Les scènes des incendies de forêt dévastateurs de cet été dans le sud de l’Europe se sont répercutées dans le monde entier. Acres d’oliveraies réduits au charbon de bois. Bétail mort et brûlé dans des champs noircis.

« Je suis ruiné », un berger de la Sardaigne en Italie dit à la RAI, le radiodiffuseur public du pays. « Tout ce qui m’appartient a brûlé. Tout. »

Sur l’île grecque d’Eubée, des milliers d’habitants ont été contraints de fuir en bateau que les flammes les ont conduits à l’eau. Ayant finalement consommé plus de 1 000 kilomètres carrés, il s’agissait du « plus grand incendie de l’histoire de la Grèce », selon Demetres Karvallas, directeur du WWF Grèce.

L’été 2021 restera dans les mémoires comme l’une des pires saisons d’incendies de forêt en Europe jamais enregistrées, avec plus de 350 000 hectares — et en comptant — brûlé en Italie, en Grèce et en Espagne, près de trois fois la moyenne de la dernière décennie.
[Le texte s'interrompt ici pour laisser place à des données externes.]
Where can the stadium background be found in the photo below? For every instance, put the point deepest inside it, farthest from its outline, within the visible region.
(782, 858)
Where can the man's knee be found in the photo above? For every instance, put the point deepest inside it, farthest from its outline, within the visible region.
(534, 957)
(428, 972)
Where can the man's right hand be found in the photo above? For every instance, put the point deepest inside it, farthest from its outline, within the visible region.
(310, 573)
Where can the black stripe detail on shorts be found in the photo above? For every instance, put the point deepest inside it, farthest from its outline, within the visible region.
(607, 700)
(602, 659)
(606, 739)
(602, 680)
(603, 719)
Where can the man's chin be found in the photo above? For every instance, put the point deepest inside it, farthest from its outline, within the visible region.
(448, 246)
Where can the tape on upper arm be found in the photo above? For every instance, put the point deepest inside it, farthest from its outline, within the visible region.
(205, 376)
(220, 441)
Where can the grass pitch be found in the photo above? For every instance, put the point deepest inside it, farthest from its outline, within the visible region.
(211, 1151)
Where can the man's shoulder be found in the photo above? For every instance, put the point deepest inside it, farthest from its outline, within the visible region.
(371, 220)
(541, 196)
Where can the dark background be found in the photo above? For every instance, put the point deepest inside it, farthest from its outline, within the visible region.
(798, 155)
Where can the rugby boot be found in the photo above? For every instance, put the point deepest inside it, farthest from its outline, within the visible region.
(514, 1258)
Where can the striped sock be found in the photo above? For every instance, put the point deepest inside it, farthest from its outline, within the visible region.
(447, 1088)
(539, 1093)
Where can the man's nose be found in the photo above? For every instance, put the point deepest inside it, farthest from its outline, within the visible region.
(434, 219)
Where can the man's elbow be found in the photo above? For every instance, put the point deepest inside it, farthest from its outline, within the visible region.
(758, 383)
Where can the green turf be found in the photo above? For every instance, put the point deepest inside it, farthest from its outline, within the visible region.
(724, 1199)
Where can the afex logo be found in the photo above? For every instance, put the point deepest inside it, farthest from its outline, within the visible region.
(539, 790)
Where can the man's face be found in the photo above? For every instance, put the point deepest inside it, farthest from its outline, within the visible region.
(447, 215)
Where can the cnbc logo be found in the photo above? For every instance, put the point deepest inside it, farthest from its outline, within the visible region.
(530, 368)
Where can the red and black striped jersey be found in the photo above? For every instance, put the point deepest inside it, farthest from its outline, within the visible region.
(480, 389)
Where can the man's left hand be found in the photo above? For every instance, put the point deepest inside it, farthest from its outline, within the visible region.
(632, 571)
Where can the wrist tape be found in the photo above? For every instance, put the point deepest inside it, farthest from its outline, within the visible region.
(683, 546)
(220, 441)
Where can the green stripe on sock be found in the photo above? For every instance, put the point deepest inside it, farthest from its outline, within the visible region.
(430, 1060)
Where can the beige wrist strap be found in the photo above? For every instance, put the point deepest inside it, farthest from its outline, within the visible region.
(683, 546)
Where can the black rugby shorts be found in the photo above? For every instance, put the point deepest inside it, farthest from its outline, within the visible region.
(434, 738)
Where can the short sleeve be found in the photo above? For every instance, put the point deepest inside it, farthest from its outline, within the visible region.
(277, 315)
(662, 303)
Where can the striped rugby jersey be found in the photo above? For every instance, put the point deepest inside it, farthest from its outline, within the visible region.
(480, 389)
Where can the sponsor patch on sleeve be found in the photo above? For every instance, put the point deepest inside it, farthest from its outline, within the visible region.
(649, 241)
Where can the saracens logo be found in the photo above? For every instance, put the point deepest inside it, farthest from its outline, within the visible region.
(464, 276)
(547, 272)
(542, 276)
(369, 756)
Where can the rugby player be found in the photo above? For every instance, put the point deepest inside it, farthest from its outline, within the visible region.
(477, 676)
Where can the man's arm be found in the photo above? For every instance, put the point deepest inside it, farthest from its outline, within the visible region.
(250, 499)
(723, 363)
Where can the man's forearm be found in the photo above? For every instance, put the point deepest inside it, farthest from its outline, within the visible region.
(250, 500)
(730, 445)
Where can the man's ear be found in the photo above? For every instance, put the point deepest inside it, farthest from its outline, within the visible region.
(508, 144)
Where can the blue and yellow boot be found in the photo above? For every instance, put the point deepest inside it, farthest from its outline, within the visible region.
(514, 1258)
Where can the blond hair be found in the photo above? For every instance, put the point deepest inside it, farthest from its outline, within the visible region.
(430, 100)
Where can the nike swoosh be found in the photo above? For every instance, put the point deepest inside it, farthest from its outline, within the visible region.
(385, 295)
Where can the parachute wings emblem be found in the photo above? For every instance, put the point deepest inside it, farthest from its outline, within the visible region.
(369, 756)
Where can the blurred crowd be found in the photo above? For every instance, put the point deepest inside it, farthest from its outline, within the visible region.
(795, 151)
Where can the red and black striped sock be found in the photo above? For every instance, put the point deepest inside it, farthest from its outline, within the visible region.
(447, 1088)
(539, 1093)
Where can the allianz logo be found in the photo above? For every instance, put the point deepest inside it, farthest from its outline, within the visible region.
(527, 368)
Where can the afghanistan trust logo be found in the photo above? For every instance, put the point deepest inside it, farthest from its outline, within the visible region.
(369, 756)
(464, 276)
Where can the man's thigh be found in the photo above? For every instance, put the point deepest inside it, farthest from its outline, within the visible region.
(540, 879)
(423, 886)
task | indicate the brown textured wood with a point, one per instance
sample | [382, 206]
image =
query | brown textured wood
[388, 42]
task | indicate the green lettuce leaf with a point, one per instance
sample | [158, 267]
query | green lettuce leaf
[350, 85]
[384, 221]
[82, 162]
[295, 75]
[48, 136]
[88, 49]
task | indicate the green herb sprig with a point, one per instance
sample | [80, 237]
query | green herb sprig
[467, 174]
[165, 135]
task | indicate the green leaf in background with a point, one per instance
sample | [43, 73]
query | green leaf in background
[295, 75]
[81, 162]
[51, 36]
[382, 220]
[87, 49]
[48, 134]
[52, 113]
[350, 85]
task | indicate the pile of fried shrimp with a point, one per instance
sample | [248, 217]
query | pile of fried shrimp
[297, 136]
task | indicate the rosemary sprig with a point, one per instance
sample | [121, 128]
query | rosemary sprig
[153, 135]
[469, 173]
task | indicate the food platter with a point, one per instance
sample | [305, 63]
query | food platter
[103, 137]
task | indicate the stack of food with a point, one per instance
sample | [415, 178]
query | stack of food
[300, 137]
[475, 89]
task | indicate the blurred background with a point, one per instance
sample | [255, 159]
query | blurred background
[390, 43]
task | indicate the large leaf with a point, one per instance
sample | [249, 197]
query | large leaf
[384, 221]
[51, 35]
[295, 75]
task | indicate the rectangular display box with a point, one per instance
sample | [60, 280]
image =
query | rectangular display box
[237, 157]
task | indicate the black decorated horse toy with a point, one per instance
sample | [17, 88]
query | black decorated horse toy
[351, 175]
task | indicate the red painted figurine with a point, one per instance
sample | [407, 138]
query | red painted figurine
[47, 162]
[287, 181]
Les records de température ont été battus dans le sud de l’Europe, et les grands incendies simultanés ont mis à l’épreuve la capacité des autorités européennes à se coordonner.

« Cela affecte toute la Méditerranée, d’est en ouest », a déclaré Marc Castellnou, chef des pompiers et expert en incendies de forêt dans la région espagnole de Catalogne. « Peu importe la quantité de ressources dont vous disposez. Le feu… vous envahira. »

Les incendies ont suscité une discussion parmi les responsables européens pour savoir si les services d’urgence sont préparés, après des décennies d’austérité, aux conséquences du changement climatique.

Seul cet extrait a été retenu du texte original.